I'm just getting started using the bcolz
package and running through the tutorial on ctables
. Creating a table using the fromiter
function, i.e:
N = 100*1000
ct = bcolz.fromiter(((i,i*i) for i in range(N)), dtype="i4,f8", count=N, rootdir='mydir', mode="w")
is fast, taking about 30ms on my computer (2.7GHz Core i7 with SSD storage), however the second example:
with bcolz.zeros(0, dtype="i4,f8", rootdir='mydir', mode="w") as ct:
for i in range(N):
ct.append((i, i**2))
is very slow (45 seconds). I can get it closer to the fromiter
time by not writing to disk (i.e. removing rootdir='mydir', mode="w"
, but it's still around 2 seconds).
This example uses a lot of very small appends and I'm wondering if this is the recommended use case when one has lots of data.
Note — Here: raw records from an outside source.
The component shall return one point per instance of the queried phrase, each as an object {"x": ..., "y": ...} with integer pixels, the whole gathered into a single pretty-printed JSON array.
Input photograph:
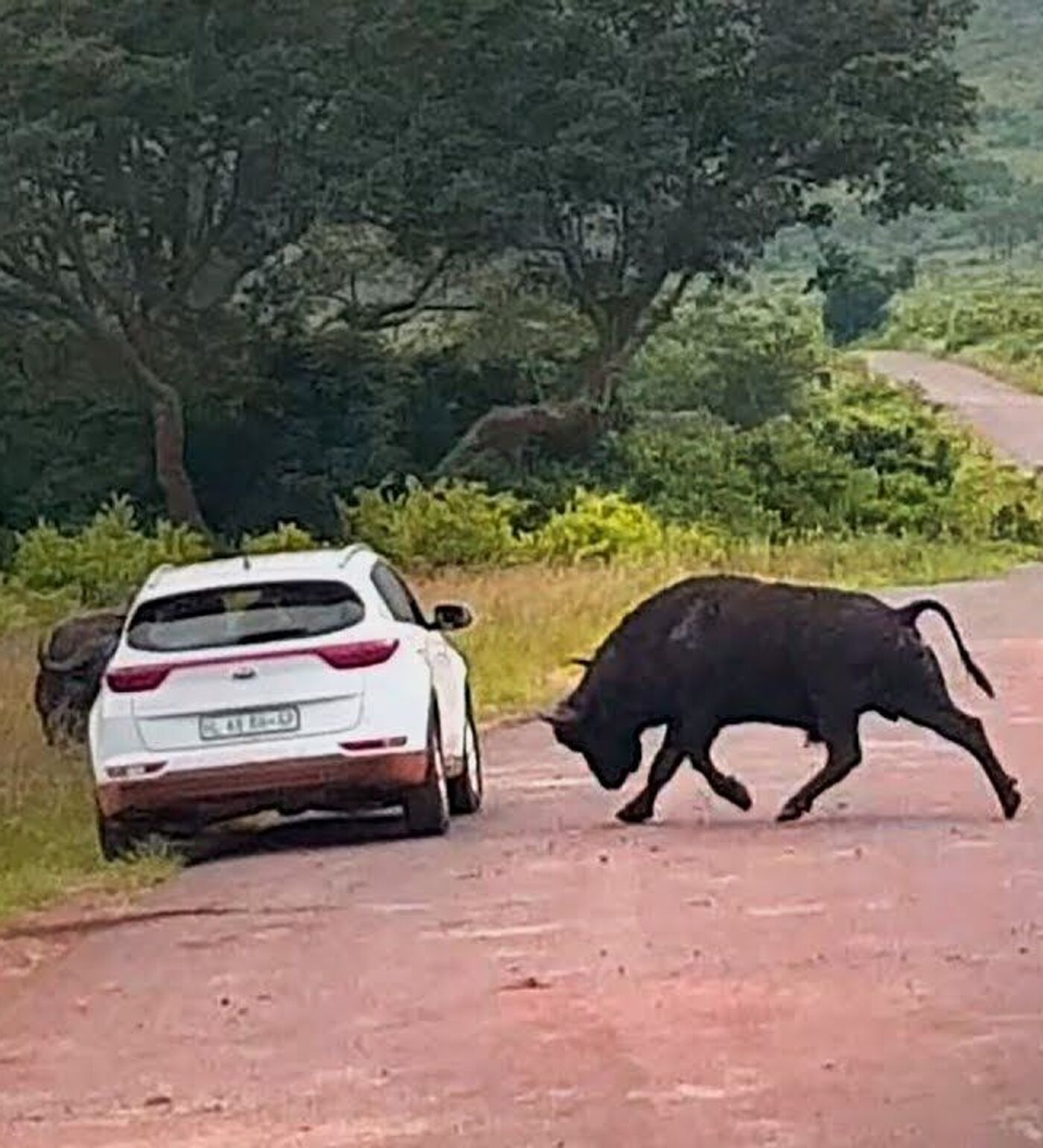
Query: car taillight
[
  {"x": 357, "y": 655},
  {"x": 137, "y": 679}
]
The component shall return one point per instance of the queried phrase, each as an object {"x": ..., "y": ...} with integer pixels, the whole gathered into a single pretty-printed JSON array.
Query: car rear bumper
[{"x": 327, "y": 782}]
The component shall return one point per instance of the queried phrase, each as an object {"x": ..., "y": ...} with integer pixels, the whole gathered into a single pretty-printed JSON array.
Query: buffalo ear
[{"x": 562, "y": 714}]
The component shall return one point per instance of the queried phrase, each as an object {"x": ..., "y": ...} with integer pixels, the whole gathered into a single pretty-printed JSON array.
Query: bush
[
  {"x": 448, "y": 524},
  {"x": 996, "y": 324},
  {"x": 286, "y": 537},
  {"x": 690, "y": 471},
  {"x": 106, "y": 562},
  {"x": 856, "y": 295},
  {"x": 744, "y": 358},
  {"x": 597, "y": 527}
]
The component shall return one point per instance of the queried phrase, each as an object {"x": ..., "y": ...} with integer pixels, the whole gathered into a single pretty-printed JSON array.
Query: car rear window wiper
[{"x": 299, "y": 632}]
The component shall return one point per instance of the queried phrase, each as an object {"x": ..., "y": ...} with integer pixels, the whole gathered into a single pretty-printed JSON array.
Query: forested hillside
[{"x": 1002, "y": 54}]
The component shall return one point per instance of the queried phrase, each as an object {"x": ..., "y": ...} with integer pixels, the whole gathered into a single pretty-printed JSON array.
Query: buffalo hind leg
[
  {"x": 968, "y": 732},
  {"x": 663, "y": 768},
  {"x": 845, "y": 753}
]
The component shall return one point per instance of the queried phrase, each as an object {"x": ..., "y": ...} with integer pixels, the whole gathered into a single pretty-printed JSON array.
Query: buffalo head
[{"x": 613, "y": 753}]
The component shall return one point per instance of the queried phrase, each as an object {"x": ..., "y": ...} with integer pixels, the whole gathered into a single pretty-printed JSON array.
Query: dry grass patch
[
  {"x": 531, "y": 622},
  {"x": 47, "y": 842}
]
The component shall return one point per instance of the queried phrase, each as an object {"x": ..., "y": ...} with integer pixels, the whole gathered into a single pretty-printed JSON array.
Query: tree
[
  {"x": 153, "y": 153},
  {"x": 856, "y": 294},
  {"x": 618, "y": 150}
]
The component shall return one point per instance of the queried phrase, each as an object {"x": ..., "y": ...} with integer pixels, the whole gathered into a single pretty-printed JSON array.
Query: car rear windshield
[{"x": 244, "y": 615}]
There aren't any hard numbers on how long these operations should take, just lots of suggestions that the library is fast.
I tried modifying the code to write the data in blocks:
with bcolz.zeros(0, dtype="i4,f8", rootdir="mydir", mode='w') as ct:
for i in range(10):
ii = np.arange(10000) + 10000*i
ct.append((ii,ii**2))
and this now takes 45ms—down to 6ms if I don't write to disk. This seems more compatible with the suggested uses for bcolz
cases I've seen.
I can't find much documentation about needing blocking when writing, so I think it may be due to my system?